Based on a new study, the magma chamber of the supervolcano beneath Yellowstone is about 2.5 times larger than earlier estimates indicated.
When most people think of Yellowstone National Park, the first thing that comes to mind is the diverse wildlife and the awe-inspiring Old Faithful Geyser, one of the most popular features in the park. However, many are unaware of the supervolcano beneath Yellowstone which, if it erupts, could spell disaster for humanity.
It is impossible to be entirely clear as to when the next major eruption from the supervolcano beneath Yellowstone will be, but geologists fear it could take place in the not too distant future.
Dr. James Farrell of the University of Utah explained to BBC during an interview that an eruption from the supervolcano beneath Yellowstone would be 2,000 times the size of the Mount St. Helens eruption in 1980. To put this in perspective, the Mount St. Helens eruption column rose 80,000 feet into the atmosphere and deposited ash in 11 U.S. states.
It also caused snow, ice and several entire glaciers on the volcano to melt which created a series of large volcanic mudslides that reached as far as the Columbia River, nearly 50 miles to the southwest.
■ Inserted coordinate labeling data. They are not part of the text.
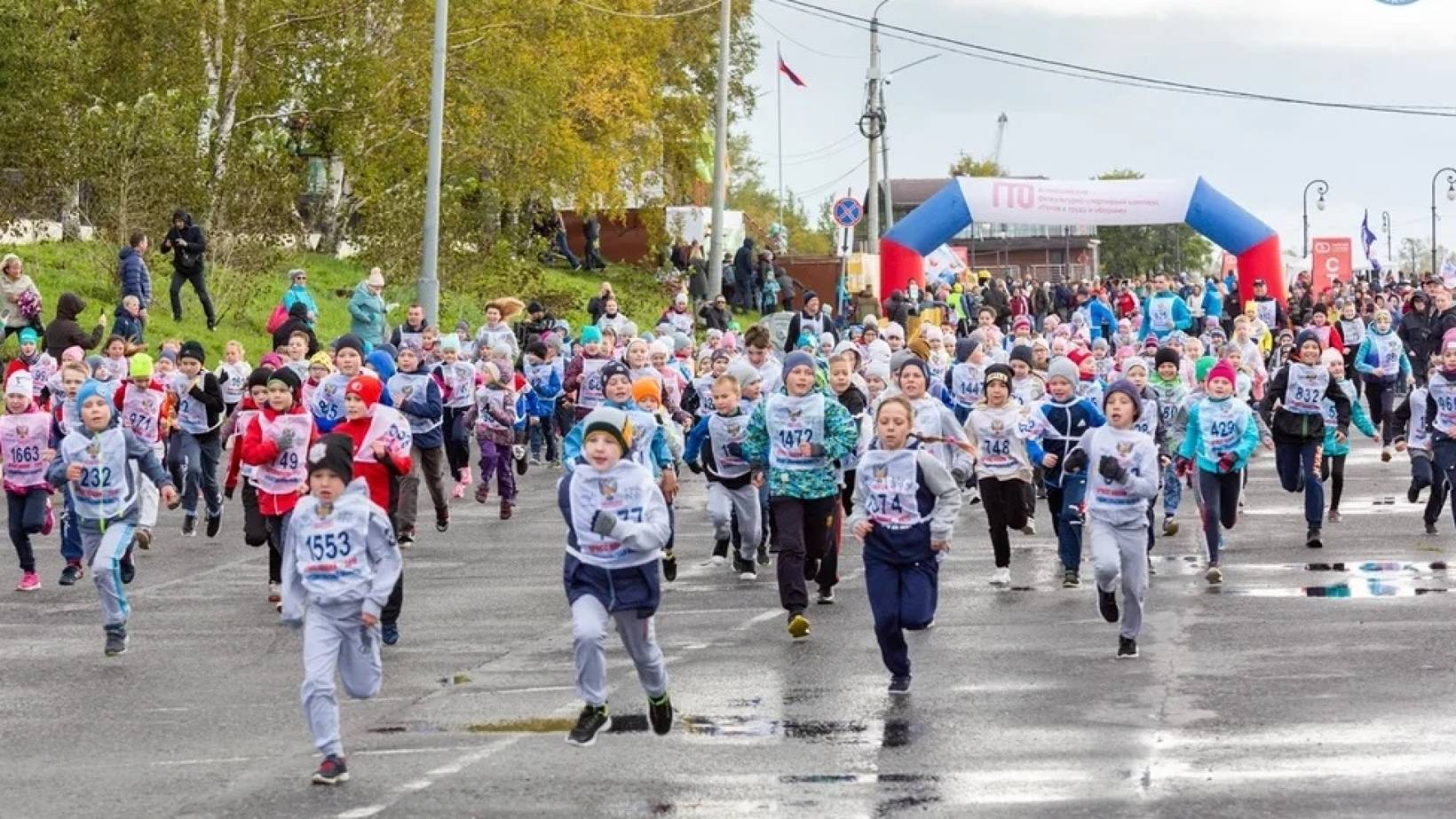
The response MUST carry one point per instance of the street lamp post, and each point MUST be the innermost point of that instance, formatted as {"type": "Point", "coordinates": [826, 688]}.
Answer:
{"type": "Point", "coordinates": [1324, 188]}
{"type": "Point", "coordinates": [1451, 195]}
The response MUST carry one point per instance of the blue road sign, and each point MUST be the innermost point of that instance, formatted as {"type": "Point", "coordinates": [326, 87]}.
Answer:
{"type": "Point", "coordinates": [848, 211]}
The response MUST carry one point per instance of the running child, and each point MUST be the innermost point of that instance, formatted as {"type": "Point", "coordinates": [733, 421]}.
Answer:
{"type": "Point", "coordinates": [905, 512]}
{"type": "Point", "coordinates": [339, 564]}
{"type": "Point", "coordinates": [616, 524]}
{"type": "Point", "coordinates": [93, 466]}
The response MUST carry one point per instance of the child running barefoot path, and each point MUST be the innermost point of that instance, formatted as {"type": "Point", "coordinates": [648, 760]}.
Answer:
{"type": "Point", "coordinates": [339, 564]}
{"type": "Point", "coordinates": [616, 527]}
{"type": "Point", "coordinates": [905, 511]}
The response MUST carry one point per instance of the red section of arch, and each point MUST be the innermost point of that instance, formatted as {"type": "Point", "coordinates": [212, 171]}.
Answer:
{"type": "Point", "coordinates": [1262, 264]}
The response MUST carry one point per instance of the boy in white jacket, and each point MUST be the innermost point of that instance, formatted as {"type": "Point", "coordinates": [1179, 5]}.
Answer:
{"type": "Point", "coordinates": [339, 562]}
{"type": "Point", "coordinates": [1121, 482]}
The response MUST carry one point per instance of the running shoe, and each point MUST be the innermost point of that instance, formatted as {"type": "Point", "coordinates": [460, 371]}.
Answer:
{"type": "Point", "coordinates": [72, 573]}
{"type": "Point", "coordinates": [1107, 604]}
{"type": "Point", "coordinates": [115, 641]}
{"type": "Point", "coordinates": [332, 771]}
{"type": "Point", "coordinates": [591, 721]}
{"type": "Point", "coordinates": [798, 626]}
{"type": "Point", "coordinates": [660, 714]}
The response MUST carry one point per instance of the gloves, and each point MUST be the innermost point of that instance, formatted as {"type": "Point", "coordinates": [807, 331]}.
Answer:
{"type": "Point", "coordinates": [603, 523]}
{"type": "Point", "coordinates": [1226, 461]}
{"type": "Point", "coordinates": [1112, 470]}
{"type": "Point", "coordinates": [1075, 461]}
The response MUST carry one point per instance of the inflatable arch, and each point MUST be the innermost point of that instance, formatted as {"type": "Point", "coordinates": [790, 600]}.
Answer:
{"type": "Point", "coordinates": [1096, 202]}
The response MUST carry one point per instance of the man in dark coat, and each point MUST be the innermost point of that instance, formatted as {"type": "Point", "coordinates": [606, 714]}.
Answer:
{"type": "Point", "coordinates": [188, 246]}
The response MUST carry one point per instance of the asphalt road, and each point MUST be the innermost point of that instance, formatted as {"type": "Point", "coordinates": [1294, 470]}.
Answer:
{"type": "Point", "coordinates": [1310, 684]}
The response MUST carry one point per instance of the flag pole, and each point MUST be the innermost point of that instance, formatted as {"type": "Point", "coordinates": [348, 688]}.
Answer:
{"type": "Point", "coordinates": [779, 93]}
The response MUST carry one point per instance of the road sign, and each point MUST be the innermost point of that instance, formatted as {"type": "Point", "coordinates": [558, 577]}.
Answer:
{"type": "Point", "coordinates": [848, 211]}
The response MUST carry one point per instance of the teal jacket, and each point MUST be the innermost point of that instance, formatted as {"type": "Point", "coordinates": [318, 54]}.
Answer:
{"type": "Point", "coordinates": [1357, 415]}
{"type": "Point", "coordinates": [841, 438]}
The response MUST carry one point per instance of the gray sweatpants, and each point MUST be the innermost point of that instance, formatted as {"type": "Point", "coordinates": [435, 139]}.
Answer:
{"type": "Point", "coordinates": [724, 502]}
{"type": "Point", "coordinates": [1121, 550]}
{"type": "Point", "coordinates": [104, 550]}
{"type": "Point", "coordinates": [334, 637]}
{"type": "Point", "coordinates": [589, 633]}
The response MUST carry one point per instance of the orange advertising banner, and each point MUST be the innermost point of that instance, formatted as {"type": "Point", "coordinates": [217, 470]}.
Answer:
{"type": "Point", "coordinates": [1330, 261]}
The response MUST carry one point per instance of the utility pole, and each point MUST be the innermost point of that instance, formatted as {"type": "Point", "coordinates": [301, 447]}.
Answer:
{"type": "Point", "coordinates": [716, 243]}
{"type": "Point", "coordinates": [873, 125]}
{"type": "Point", "coordinates": [428, 284]}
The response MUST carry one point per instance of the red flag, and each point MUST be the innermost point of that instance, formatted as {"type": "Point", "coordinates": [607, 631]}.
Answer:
{"type": "Point", "coordinates": [789, 73]}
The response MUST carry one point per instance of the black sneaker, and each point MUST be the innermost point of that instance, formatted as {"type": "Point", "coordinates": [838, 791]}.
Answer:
{"type": "Point", "coordinates": [115, 641]}
{"type": "Point", "coordinates": [129, 568]}
{"type": "Point", "coordinates": [332, 771]}
{"type": "Point", "coordinates": [593, 721]}
{"type": "Point", "coordinates": [1107, 604]}
{"type": "Point", "coordinates": [660, 714]}
{"type": "Point", "coordinates": [72, 573]}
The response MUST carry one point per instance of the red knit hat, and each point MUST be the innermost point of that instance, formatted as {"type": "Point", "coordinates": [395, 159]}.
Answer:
{"type": "Point", "coordinates": [366, 387]}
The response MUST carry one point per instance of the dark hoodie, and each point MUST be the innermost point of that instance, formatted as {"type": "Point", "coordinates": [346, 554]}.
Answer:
{"type": "Point", "coordinates": [63, 332]}
{"type": "Point", "coordinates": [297, 322]}
{"type": "Point", "coordinates": [186, 259]}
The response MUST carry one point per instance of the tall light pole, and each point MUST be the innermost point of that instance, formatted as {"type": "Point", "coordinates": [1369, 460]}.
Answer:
{"type": "Point", "coordinates": [428, 284]}
{"type": "Point", "coordinates": [1451, 195]}
{"type": "Point", "coordinates": [873, 125]}
{"type": "Point", "coordinates": [716, 241]}
{"type": "Point", "coordinates": [1324, 188]}
{"type": "Point", "coordinates": [1385, 225]}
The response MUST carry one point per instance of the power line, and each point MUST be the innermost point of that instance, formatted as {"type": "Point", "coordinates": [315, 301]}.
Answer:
{"type": "Point", "coordinates": [645, 16]}
{"type": "Point", "coordinates": [1098, 75]}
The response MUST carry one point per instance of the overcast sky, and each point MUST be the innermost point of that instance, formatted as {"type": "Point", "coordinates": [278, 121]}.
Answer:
{"type": "Point", "coordinates": [1262, 154]}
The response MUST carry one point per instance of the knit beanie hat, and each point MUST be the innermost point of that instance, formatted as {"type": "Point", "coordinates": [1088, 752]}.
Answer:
{"type": "Point", "coordinates": [336, 454]}
{"type": "Point", "coordinates": [366, 387]}
{"type": "Point", "coordinates": [646, 389]}
{"type": "Point", "coordinates": [1223, 370]}
{"type": "Point", "coordinates": [610, 421]}
{"type": "Point", "coordinates": [193, 350]}
{"type": "Point", "coordinates": [140, 366]}
{"type": "Point", "coordinates": [1062, 366]}
{"type": "Point", "coordinates": [1128, 389]}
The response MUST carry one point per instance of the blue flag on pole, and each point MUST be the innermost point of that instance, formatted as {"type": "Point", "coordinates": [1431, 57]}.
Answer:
{"type": "Point", "coordinates": [1369, 240]}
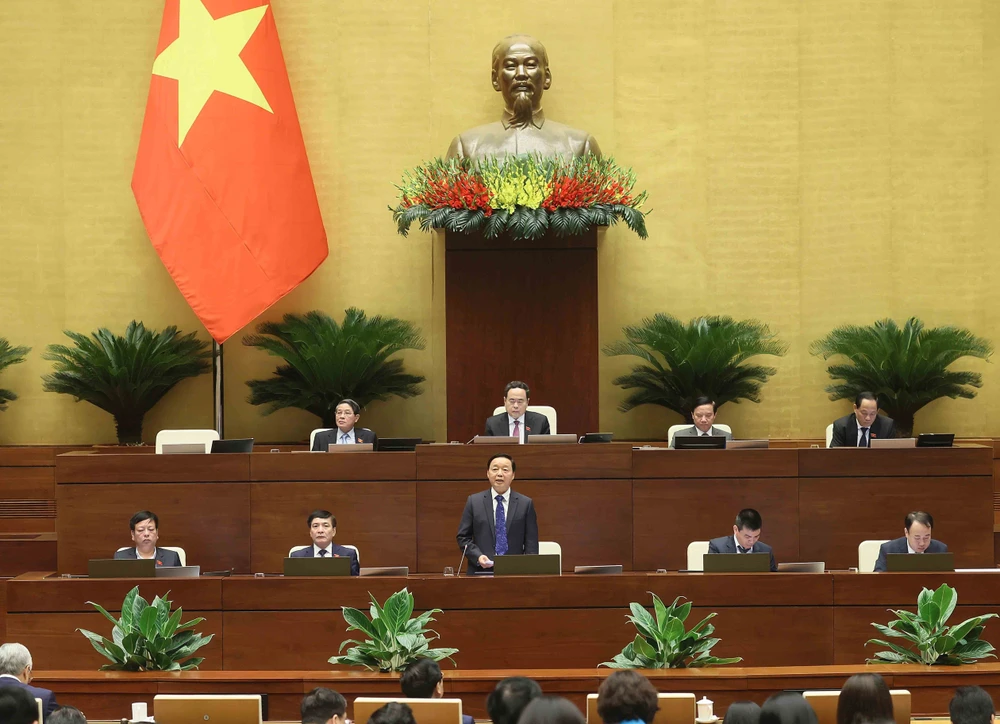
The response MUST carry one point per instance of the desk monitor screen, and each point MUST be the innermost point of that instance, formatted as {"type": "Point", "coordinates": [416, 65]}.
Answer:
{"type": "Point", "coordinates": [700, 442]}
{"type": "Point", "coordinates": [243, 445]}
{"type": "Point", "coordinates": [121, 568]}
{"type": "Point", "coordinates": [530, 565]}
{"type": "Point", "coordinates": [318, 566]}
{"type": "Point", "coordinates": [920, 562]}
{"type": "Point", "coordinates": [737, 562]}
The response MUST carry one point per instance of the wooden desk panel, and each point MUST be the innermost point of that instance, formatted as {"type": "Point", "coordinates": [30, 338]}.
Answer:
{"type": "Point", "coordinates": [339, 467]}
{"type": "Point", "coordinates": [378, 518]}
{"type": "Point", "coordinates": [210, 522]}
{"type": "Point", "coordinates": [669, 514]}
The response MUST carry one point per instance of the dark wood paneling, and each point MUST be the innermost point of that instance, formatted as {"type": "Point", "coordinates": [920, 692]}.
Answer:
{"type": "Point", "coordinates": [208, 521]}
{"type": "Point", "coordinates": [333, 466]}
{"type": "Point", "coordinates": [379, 518]}
{"type": "Point", "coordinates": [836, 514]}
{"type": "Point", "coordinates": [521, 314]}
{"type": "Point", "coordinates": [669, 514]}
{"type": "Point", "coordinates": [534, 462]}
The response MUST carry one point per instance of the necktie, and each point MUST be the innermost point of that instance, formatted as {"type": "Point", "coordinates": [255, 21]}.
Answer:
{"type": "Point", "coordinates": [501, 546]}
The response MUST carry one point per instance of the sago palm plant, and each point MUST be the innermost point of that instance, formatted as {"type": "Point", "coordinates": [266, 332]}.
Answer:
{"type": "Point", "coordinates": [706, 356]}
{"type": "Point", "coordinates": [906, 367]}
{"type": "Point", "coordinates": [9, 355]}
{"type": "Point", "coordinates": [326, 362]}
{"type": "Point", "coordinates": [126, 375]}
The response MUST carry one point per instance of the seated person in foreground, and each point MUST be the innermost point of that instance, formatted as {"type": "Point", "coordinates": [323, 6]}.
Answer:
{"type": "Point", "coordinates": [916, 539]}
{"type": "Point", "coordinates": [498, 521]}
{"type": "Point", "coordinates": [348, 414]}
{"type": "Point", "coordinates": [516, 421]}
{"type": "Point", "coordinates": [745, 537]}
{"type": "Point", "coordinates": [322, 528]}
{"type": "Point", "coordinates": [703, 413]}
{"type": "Point", "coordinates": [422, 679]}
{"type": "Point", "coordinates": [863, 425]}
{"type": "Point", "coordinates": [145, 527]}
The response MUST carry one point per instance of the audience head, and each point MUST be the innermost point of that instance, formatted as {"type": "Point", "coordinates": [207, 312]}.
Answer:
{"type": "Point", "coordinates": [971, 705]}
{"type": "Point", "coordinates": [422, 679]}
{"type": "Point", "coordinates": [743, 712]}
{"type": "Point", "coordinates": [551, 710]}
{"type": "Point", "coordinates": [626, 695]}
{"type": "Point", "coordinates": [392, 713]}
{"type": "Point", "coordinates": [510, 697]}
{"type": "Point", "coordinates": [864, 698]}
{"type": "Point", "coordinates": [323, 706]}
{"type": "Point", "coordinates": [919, 526]}
{"type": "Point", "coordinates": [15, 660]}
{"type": "Point", "coordinates": [17, 706]}
{"type": "Point", "coordinates": [787, 708]}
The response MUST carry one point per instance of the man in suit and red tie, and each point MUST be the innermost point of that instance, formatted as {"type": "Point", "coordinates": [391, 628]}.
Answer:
{"type": "Point", "coordinates": [348, 413]}
{"type": "Point", "coordinates": [322, 528]}
{"type": "Point", "coordinates": [498, 521]}
{"type": "Point", "coordinates": [516, 421]}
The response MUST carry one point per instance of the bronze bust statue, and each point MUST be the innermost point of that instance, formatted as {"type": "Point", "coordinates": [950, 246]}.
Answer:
{"type": "Point", "coordinates": [521, 75]}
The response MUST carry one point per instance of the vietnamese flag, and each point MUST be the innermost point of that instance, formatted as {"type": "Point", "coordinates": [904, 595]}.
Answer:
{"type": "Point", "coordinates": [221, 177]}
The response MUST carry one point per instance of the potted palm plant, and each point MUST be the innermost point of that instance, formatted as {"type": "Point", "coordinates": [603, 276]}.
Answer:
{"type": "Point", "coordinates": [126, 375]}
{"type": "Point", "coordinates": [906, 367]}
{"type": "Point", "coordinates": [326, 362]}
{"type": "Point", "coordinates": [707, 356]}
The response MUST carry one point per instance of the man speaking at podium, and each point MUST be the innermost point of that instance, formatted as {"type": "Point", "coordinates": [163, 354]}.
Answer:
{"type": "Point", "coordinates": [498, 521]}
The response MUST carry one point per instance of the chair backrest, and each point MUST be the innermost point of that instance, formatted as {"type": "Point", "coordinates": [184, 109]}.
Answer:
{"type": "Point", "coordinates": [696, 555]}
{"type": "Point", "coordinates": [868, 554]}
{"type": "Point", "coordinates": [174, 437]}
{"type": "Point", "coordinates": [672, 430]}
{"type": "Point", "coordinates": [425, 711]}
{"type": "Point", "coordinates": [549, 547]}
{"type": "Point", "coordinates": [674, 709]}
{"type": "Point", "coordinates": [548, 411]}
{"type": "Point", "coordinates": [824, 703]}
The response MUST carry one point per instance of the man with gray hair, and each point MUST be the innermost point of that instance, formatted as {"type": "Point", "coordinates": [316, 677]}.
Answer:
{"type": "Point", "coordinates": [15, 670]}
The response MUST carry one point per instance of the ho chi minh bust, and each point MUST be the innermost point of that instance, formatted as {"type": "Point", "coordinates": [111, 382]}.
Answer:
{"type": "Point", "coordinates": [521, 75]}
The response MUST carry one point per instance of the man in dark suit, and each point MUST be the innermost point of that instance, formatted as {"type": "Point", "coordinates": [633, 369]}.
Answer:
{"type": "Point", "coordinates": [497, 521]}
{"type": "Point", "coordinates": [916, 539]}
{"type": "Point", "coordinates": [703, 413]}
{"type": "Point", "coordinates": [322, 528]}
{"type": "Point", "coordinates": [745, 537]}
{"type": "Point", "coordinates": [145, 527]}
{"type": "Point", "coordinates": [15, 670]}
{"type": "Point", "coordinates": [348, 412]}
{"type": "Point", "coordinates": [863, 425]}
{"type": "Point", "coordinates": [516, 421]}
Despite the immense damage it caused, only fifty-seven people were killed.
If the supervolcano beneath Yellowstone were to erupt, the damage would be exponentially greater.
Dr. Farrell gave the following statement pertaining to the supervolcano beneath Yellowstone:
“We know there’s been these really large volcanic eruptions in the past and what we’re seeing now matches that.We see that there is indeed a large magma reservoir and that there is the potential for large volcanic eruptions in the future.”
“These are really big volcanic eruptions and it would definitely be a global event. It would not only affect the U.S. but it would affect the world."
“All this material that is shot up in the atmosphere would eventually circle the earth and would affect the climate throughout the world,” Farrell concluded.